Self-Organizing Fuzzy Neural Nonsingular Fast Terminal Sliding Mode Control of DC-DC Buck Converter
Juntao Fei, Xiaoyu Gong
Abstract
In this paper, a nonsingular fast terminal sliding mode control (NFTSMC) with a self-organizing Chebyshev fuzzy neural network (SOCFNN) is designed to achieve voltage tracking control of a DC-DC buck converter. The NFTSMC can ensure the finite-time convergence property of the tracking error and avoid the singularity problem provided by the conventional TSMC. To compensate and alleviate the adverse effect of the system uncertainty, the SOCFNN is utilized to estimate the nonlinear dynamics of the converter system, in which a novel structure learning mechanism is constructed.

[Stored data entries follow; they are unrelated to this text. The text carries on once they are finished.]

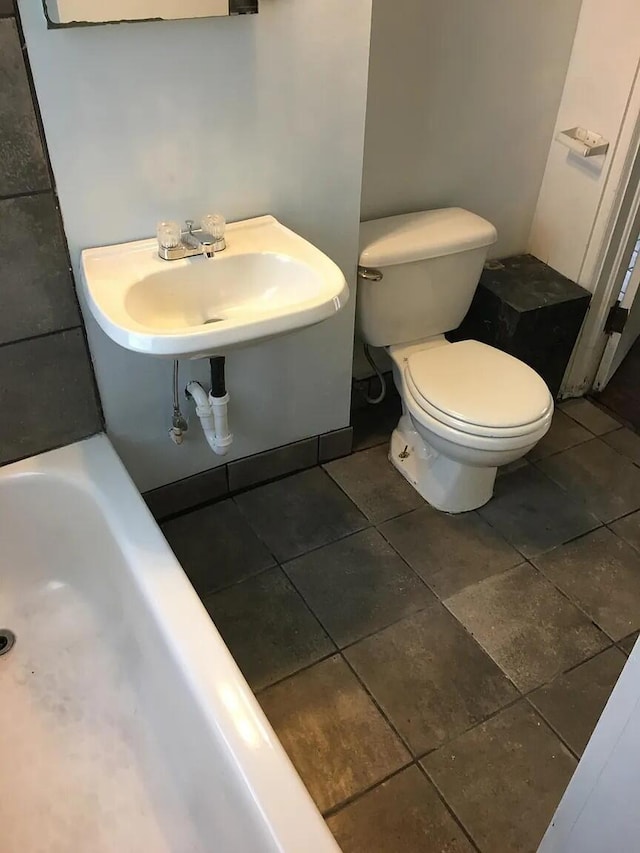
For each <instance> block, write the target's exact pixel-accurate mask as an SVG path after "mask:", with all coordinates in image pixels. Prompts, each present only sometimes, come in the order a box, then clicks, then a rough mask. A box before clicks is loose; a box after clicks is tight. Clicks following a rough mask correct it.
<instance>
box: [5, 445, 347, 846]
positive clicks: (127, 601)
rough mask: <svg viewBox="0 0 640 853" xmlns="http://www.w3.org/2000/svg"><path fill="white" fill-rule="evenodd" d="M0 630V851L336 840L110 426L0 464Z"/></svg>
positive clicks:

The behavior behind this mechanism is that the number of the fuzzy rules can be dynamically generated and eliminated to obtain an appropriate network structure, and the learning performance of neural network is improved by introducing the Chebyshev expansions. In addition, all the parameter updating algorithms are obtained through the Lyapunov theorem, thus the neural network output can be adaptively adjusted to the optimal value. Both the simulation and experimental comparisons illustrate that the proposed controller presents higher voltage tracking accuracy and faster dynamic response under different test conditions.